国内唯一の「ホーバークラフト」は大分県の県都・大分市と大分空港のアクセス向上に向けて運航準備が進められてきた。そして2024年11月、まずは「別府湾周遊」のコースで就航した。空港を結ぶ定期便は年末までの開始を目指すという。
なぜ、大分のホーバークラフトが15年ぶりに復活したのか。1971年の最初の運航開始から、これまでの経緯をまとめた。
かつてのホーバークラフトは2009年廃止 11年後に復活の方針決定

以前のホーバークラフトは大分空港と大分市の西新地の間で、1971年に運航が始まった。
ピーク時の1990年には約44万人が利用したが、利用客は次第に減少。高速道路が整備され、車での空港へのアクセスが向上して以降、さらに低迷した。
売り上げの落ち込を受け、2009年、当時の運航会社の大分ホーバーフェリーは大分地方裁判所に民事再生手続きを申し立てたが結局、立て直しには至らずホーバーは38年の歴史に幕を閉じた。
そのホーバークラフトの復活を巡る議論が持ち上がったのが廃止から9年後の2018年。
課題となっていたのは大分空港と大分市中心部の間の移動時間だ。
大分市と空港の間には特急バスが走っているが、ホーバーでの所要時間は約30分だったのに対し、特急バスは約1時間。ビジネス客を中心にアクセス向上を求める声が上がっていた。
こうした状況を受け、県は交通事業者や自治体関係者などで作る研究会を立ち上げ、海上ルートが実現できるかの検討を開始。
高速船とホーバークラフトの2案で検討した結果、2020年に所要時間が短く既存施設を利用できるといった利点があるホーバー案が採用された。
2023年8月 ついにホーバークラフトの1番船が大分に到着

復活案の採用から約3年後の2023年8月、イギリスで製造されていたホーバークラフトの1番船「Baien(バイエン)」が大分に到着。そして、9月に納入された。
ただ、製造過程で船体の一部の部品が破損するトラブルがあり、納入は予定より約2か月遅れとなった。
操縦訓練は度重なる事故のアクシデントも
ホーバーの運航は大分第一ホーバードライブが担い、操縦訓練が2023年11月に始まった。
しかし、アクシデントが続く。まず訓練初日、空港側の発着場で1番船「Baien(バイエン)」がガードレールに衝突し、船体が損傷する事故が起きた。

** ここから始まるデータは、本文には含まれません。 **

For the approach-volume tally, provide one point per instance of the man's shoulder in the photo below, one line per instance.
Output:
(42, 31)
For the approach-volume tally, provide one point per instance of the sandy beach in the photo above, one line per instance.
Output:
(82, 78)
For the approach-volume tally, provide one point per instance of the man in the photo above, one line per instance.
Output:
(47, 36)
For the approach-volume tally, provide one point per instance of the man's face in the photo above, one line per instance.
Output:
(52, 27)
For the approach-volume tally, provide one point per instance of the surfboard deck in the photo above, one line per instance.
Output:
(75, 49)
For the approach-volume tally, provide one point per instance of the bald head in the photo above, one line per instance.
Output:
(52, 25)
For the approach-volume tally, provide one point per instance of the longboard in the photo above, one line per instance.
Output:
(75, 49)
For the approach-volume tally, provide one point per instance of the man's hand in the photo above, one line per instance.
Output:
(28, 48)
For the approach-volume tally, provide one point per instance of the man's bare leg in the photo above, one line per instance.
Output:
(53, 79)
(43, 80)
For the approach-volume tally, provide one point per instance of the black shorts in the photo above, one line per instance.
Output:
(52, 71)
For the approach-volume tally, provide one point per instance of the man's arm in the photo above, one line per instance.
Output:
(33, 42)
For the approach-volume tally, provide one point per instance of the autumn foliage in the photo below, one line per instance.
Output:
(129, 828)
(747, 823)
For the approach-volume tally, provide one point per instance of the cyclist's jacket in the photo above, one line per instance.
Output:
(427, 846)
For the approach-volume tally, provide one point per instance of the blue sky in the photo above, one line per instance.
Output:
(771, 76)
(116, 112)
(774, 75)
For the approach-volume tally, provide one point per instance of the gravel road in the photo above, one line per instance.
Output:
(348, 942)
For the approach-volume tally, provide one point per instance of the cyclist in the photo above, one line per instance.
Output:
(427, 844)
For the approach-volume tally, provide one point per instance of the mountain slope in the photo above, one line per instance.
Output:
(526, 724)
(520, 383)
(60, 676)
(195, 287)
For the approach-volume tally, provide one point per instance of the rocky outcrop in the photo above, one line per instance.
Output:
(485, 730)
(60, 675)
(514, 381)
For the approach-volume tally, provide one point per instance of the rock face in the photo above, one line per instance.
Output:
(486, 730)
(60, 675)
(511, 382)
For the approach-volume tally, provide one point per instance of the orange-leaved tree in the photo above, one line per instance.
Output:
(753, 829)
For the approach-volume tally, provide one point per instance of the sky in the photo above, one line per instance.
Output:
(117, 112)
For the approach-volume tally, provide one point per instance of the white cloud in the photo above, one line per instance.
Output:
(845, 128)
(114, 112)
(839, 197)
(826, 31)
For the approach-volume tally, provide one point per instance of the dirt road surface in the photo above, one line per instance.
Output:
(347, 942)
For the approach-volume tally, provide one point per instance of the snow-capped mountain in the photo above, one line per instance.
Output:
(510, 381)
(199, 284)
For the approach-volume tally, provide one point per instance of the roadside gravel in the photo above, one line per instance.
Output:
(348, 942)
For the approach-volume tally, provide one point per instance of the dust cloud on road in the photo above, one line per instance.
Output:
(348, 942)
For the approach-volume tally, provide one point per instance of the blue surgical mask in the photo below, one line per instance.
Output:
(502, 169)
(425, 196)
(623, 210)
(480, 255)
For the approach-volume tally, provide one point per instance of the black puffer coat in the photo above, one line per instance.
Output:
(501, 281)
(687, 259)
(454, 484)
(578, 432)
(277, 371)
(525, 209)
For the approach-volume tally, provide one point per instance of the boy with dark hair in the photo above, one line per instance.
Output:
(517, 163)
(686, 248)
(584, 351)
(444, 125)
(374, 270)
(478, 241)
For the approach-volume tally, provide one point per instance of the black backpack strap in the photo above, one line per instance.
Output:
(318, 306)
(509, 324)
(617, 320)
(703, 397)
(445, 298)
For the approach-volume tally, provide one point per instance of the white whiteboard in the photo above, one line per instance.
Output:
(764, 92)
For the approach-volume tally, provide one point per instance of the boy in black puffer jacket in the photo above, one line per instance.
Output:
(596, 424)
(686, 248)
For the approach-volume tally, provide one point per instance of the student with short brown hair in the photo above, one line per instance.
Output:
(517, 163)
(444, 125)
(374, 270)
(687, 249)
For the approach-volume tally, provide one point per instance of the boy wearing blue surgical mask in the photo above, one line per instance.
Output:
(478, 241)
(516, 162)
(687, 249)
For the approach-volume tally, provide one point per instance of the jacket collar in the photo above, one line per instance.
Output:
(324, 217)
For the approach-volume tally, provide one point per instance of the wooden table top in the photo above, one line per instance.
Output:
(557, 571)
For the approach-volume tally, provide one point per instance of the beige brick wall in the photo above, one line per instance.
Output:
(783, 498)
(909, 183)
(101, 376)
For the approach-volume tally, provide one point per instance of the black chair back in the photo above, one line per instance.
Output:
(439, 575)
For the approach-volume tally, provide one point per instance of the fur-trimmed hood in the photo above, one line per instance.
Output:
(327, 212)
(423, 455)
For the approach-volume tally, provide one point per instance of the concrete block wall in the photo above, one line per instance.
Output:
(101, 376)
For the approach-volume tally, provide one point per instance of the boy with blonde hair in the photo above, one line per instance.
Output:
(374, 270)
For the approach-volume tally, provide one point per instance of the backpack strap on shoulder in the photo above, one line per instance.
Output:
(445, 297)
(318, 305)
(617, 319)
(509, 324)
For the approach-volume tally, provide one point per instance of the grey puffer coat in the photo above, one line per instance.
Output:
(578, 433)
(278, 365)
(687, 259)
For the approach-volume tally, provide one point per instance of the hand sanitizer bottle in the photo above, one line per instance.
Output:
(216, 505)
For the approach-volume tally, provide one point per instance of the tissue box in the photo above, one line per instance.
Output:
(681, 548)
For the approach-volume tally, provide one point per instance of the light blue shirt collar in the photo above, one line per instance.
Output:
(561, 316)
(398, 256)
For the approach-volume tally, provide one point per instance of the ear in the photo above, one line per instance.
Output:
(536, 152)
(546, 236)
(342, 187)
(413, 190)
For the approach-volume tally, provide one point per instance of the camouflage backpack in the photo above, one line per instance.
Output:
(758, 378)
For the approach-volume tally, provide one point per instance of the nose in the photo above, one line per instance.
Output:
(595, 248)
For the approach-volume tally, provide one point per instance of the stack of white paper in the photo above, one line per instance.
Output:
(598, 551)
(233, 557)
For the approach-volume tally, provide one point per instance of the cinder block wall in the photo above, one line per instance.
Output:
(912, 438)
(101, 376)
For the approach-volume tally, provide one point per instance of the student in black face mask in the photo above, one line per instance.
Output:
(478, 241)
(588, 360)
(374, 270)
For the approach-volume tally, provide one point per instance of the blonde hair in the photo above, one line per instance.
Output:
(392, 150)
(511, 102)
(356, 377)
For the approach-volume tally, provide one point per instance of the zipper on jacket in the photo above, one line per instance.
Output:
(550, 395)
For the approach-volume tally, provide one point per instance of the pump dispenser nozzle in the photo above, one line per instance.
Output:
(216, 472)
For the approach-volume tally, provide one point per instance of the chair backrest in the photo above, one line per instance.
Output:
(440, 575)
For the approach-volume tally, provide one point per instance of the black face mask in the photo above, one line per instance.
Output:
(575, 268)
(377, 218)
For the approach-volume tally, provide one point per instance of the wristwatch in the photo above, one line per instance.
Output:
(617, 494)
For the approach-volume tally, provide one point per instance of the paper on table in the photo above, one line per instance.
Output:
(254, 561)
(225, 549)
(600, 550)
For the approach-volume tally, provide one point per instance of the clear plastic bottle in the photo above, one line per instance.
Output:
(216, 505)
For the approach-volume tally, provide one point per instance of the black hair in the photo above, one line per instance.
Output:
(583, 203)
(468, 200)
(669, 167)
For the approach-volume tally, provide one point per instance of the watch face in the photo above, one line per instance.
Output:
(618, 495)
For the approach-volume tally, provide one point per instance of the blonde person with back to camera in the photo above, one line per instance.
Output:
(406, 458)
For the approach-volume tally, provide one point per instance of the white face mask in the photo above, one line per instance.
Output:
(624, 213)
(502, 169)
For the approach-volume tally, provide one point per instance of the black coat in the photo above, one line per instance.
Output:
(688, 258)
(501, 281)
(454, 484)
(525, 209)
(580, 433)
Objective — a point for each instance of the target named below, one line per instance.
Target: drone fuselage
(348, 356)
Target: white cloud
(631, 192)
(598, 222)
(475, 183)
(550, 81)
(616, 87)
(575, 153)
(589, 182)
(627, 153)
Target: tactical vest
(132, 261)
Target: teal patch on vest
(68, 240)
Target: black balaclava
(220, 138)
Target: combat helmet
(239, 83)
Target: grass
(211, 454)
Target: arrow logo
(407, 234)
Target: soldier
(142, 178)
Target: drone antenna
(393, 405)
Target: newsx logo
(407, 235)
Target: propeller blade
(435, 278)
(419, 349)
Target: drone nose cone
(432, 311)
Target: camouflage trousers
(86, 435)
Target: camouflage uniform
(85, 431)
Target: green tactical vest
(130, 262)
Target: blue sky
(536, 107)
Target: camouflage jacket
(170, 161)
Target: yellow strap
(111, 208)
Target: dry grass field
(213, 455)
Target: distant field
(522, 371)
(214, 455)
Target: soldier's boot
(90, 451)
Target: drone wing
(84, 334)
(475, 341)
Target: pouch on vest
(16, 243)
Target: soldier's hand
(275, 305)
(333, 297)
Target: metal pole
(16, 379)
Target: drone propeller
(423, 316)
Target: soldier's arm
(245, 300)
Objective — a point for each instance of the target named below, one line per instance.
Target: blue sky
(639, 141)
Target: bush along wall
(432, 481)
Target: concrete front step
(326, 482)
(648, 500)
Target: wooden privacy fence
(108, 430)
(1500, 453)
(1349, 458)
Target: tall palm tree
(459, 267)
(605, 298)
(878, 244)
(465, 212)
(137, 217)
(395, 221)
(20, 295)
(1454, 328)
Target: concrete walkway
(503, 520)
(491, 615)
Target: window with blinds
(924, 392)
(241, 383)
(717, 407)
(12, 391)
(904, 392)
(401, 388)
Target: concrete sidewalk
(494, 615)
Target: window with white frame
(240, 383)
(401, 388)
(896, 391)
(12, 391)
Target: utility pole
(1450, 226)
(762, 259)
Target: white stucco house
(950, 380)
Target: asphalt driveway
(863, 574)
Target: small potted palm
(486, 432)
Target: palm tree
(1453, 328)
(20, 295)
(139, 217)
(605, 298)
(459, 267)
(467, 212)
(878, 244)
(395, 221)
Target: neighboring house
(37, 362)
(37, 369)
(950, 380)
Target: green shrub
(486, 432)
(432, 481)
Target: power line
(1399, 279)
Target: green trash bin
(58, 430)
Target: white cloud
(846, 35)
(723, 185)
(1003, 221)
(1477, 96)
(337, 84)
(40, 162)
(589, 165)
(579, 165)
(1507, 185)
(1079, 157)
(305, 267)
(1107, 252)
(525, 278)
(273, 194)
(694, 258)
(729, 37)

けが人はいなかったが、訓練は中止となった。
結局、1番船「Baien」の修理は2024年8月末までかかった。

2024年2月、大分第一ホーバードライブは2番船「Banri(バンリ)」を使って、操縦訓練を再開したが、大分空港側の発着場で3月と4月に再び事故を起こした。
さらに、7月にも大分市側の発着場で船体がスロープに接触する事故が発生。
こうした事故を受け、現在は大分空港側と大分市側の両方の発着場に、衝突に備えるクッション材を設置するなど安全対策がとられている。

そして国は2024年11月15日にホーバーの運航許可を出した。
その後、安全確認検査に合格したことを受けて、大分第一ホーバードライブは、別府湾を周遊するコースでの運航を11月30日から開始することを決めた。
この別府湾周遊コースでの運航はひとまず土日のみの1日4便で行われる。
ついに迎えた開業初日 ターミナルには長い列が

こうして迎えた開業初日。大分市のターミナルには、乗船を楽しみに待つ人の長い列が出来ていた。客を乗せたホーバークラフトが15年ぶりに別府湾へ。

30分ほどかけて16キロのコースを巡るこの周遊コース。
乗客からは「ふわっと浮いている感覚がして、でも海の上を走っているというのが不思議な感覚」「周遊なのでぐるとまわって終わりなのかなと思ったが、いろいろなホーバー挙動を実演してもらって、初めて体験することができた」などと言った声が聞かれ、独特の乗り心地を体感した様子だった。

大分市と空港を結ぶ定期便については、改めて行われる国の安全確認検査に合格した後に運航を始める予定で、大分第一ホーバードライブは年末までに就航させることを目指している。
日本で唯一となるホーバークラフト。順調にいけば、空港アクセスとしての運航も15年ぶりに復活する。